This week crowds of worshipers outside Apple Stores around the globe will finally be able to lay their hands on the latest object of their devotion: the iPhone 4. The public was given its first official look at the device a few weeks ago when Steve Jobs descended from his holy digital mountain with the updated phone in his hands. Reports have already circulated about spontaneous rallies of Apple fans, and we've seen the video footage of consumers reacting with fits of ecstasy as they hold their new purchase.
The frenzy created every time Apple releases a new product highlights a growing but under-reported phenomenon: the power of consumer brands to supplant traditional religions in peoples' lives. Many Christians believe the greatest threat to the church today is postmodernity. Others zero in on relativism. Some believe the enemy is secular humanism. Others think it's Islam. I disagree with all of these. In my view, the greatest challenge facing the contemporary church is consumerism. By that I do not mean consumption. It's not wrong to consume things. In fact, as contingent beings we've been designed to consume for survival. The only human that doesn't consume is one that has reached room temperature, in which case they are now being consumed. (Do I hear "The Circle of Life" in the background?)
The consumerism I'm concerned with is the kind that functions as a worldview. It forms the uncontested assumptions of our lives, and when it intersects with faith our perceptions of worship, mission, community, belief, and even God are fundamentally altered. These are all subject I tackle in my book, The Divine Commodity (Zondervan, 2009).
One aspect of consumerism that is particularly powerful is branding. (Add to it commoditization and alienation and you've got the unholy trinity of consumerism.)
Douglas Atkins, author of The Culting of Brands: Turn Your Customers Into True Believers, says, "Brands are the new religion ... They supply our modern metaphysics, imbuing the world with significance ... Brands function as complete meaning systems."
Without question one of the most potent brands in America today is Apple, and new research has shown that Apple has achieved the same impact on the human brain as religion.
Martin Lindstrom is the author of Buyology. He says:
Apple is (as we've proven using neuroscience) ... a religion. Not only that -- it is a religion based on its communities. Without its core communities, Apple would die -- it is already facing strong pressure as the brand simply is becoming too broad (losing) its magic. What's holding it all together is the hundreds if not thousands of communities across the world spreading the passion and creating the myths.
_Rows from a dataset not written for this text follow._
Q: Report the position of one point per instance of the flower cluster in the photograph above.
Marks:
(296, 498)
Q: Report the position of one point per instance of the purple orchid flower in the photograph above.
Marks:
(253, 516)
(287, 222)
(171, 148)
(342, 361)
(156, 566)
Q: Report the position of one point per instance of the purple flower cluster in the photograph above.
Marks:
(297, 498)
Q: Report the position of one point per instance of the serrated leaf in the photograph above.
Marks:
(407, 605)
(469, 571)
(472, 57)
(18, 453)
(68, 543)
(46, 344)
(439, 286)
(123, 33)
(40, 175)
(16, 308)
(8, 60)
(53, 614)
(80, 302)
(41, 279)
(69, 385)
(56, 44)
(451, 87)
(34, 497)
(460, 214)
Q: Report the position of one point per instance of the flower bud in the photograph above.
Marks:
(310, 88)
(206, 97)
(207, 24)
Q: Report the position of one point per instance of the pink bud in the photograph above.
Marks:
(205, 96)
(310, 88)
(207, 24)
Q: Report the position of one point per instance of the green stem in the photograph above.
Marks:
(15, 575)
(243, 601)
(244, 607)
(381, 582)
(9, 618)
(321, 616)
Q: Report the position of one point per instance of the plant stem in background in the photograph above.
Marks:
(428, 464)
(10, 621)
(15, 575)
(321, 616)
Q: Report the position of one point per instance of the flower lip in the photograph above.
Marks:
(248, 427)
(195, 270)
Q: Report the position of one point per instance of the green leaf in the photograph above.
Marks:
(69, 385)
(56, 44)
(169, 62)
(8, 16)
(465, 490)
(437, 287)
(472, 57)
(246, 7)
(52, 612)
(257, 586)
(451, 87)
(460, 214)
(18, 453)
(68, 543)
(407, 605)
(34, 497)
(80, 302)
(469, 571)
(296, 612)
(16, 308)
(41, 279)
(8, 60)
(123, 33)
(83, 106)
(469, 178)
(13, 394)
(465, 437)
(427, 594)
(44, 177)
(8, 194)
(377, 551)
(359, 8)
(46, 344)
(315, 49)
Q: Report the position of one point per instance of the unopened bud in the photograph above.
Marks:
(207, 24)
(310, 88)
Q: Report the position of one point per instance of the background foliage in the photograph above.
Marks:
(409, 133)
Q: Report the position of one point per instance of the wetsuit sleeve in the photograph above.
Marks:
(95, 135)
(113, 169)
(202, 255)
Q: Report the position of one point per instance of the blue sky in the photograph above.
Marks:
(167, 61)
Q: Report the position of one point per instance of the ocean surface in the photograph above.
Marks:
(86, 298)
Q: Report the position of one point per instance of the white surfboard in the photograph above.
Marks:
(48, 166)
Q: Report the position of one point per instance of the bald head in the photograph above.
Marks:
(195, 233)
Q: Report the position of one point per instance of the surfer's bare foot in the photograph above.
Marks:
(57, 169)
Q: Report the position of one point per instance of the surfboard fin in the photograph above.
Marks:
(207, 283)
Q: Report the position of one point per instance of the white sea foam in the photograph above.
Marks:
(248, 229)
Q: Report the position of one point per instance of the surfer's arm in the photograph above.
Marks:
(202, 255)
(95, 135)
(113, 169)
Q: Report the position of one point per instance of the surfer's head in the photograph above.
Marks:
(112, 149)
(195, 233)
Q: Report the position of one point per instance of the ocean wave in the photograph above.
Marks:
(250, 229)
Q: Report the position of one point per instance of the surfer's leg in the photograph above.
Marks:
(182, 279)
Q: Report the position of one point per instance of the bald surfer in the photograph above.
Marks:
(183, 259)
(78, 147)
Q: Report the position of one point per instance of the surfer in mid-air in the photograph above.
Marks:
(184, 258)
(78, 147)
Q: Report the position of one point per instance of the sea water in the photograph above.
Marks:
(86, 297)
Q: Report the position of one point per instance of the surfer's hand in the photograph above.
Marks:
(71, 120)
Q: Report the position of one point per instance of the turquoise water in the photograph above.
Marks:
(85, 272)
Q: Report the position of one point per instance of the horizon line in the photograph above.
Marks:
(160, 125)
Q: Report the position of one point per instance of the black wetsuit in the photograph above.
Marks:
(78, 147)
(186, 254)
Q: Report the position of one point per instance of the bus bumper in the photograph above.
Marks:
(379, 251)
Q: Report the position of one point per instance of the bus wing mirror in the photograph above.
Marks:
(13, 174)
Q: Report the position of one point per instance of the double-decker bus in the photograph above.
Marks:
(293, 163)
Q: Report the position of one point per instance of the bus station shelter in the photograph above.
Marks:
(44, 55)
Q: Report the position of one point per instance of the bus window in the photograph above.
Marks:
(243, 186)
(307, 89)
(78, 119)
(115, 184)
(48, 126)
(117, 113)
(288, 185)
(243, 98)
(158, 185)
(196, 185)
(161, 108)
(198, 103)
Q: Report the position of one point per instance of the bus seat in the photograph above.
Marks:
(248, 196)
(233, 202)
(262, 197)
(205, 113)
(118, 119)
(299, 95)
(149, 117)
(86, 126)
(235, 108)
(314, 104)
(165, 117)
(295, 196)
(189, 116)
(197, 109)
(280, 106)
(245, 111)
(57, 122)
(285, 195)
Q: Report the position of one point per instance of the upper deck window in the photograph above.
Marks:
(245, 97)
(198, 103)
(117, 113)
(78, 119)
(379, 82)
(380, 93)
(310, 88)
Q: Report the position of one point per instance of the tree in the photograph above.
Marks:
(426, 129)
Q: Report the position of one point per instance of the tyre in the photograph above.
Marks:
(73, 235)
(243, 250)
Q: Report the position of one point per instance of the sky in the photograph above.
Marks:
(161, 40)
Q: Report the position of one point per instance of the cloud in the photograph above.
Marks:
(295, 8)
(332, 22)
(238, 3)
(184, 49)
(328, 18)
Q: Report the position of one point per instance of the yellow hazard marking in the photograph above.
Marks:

Adding to the evidence that Apple is actually a religion, psychologist David Levine, a self-identified Mac nut, says:
For many Mac people, I think [the Mac community] has a religious feeling to it. For a lot of people who are not comfortable with religion, it provides a community and a common heritage. I think Mac users have a certain common way of thinking, a way of doing things, a certain mindset. People say they are a Buddhist or a Catholic. We say we're Mac users, and that means we have similar values.
For more about the religious (even cultic) power of Apple, I suggest reading this article in "Wired" that details the messianic characteristics of Steve Jobs. There is also a documentary on the subject called "Macheads." In the trailer the film declares, "It's more than a computer, it's a way of life."
The identity-forming power of brands like Apple means the act of shopping has immense significance in a consumer culture. As Benjamin Barber writes, "If brand name can shape or even stand in for identity, then to figure out 'who you are' you must decide where (and for what) you shop." This may explain why shopping is now the number one leisure activity for Americans. As we peruse the shopping mall or stand in line at the Apple Store, we are not simply looking for an MP3 player, a computer, or a phone -- we are looking for ourselves. Shopping occupies a role in society that once belonged only to religion: the power to give meaning and construct identity. "To shop," Pete Ward observes, "is to seek for something beyond ourselves," and this desire "indicates a spiritual inclination in many of the everyday activities of shopping."
One question I pose in The Divine Commodity is this: If brands have become religions, is the opposite also true? Have religions been reduced to brands? I believe the evidence suggests they have. Researchers like Barna, Gallop, and others are finding it increasingly difficult to differentiate the behaviors and values of self-identified Christians from non-Christians with one exception: what they buy. Total sales of religious goods in America is nearly $7 billion annually. That is a whole lot of "Tommy Hellfighter" t-shirts, "Jesus Is My Homeboy" underwear, and "Fruit of the Spirit" energy drinks. One church leader has linked the merchandising with our new understanding of conversion: "Conversion in the U.S. seems to mean we've exchanged some of our shopping at Wal-Mart, Blockbuster, and Borders for the Christian Bookstore down the street. We've taken our lack of purchasing control to God's store, where we buy our office supplies in Jesus' name."
What does this mean for the future of the church in America? I hear a lot on Christian radio and see a lot of Christian books fighting against postmodernism, relativism, and secularism. But if people, including Christians, are constructing their identities and lives around consumer brands like Apple, is the church fighting the wrong battle? And perhaps more disturbing, are we unknowingly contributing to the problem by encouraging Christians to construct and express their identities via Christ-branded merchandise rather than through characters transformed to reflect the values of Christ himself?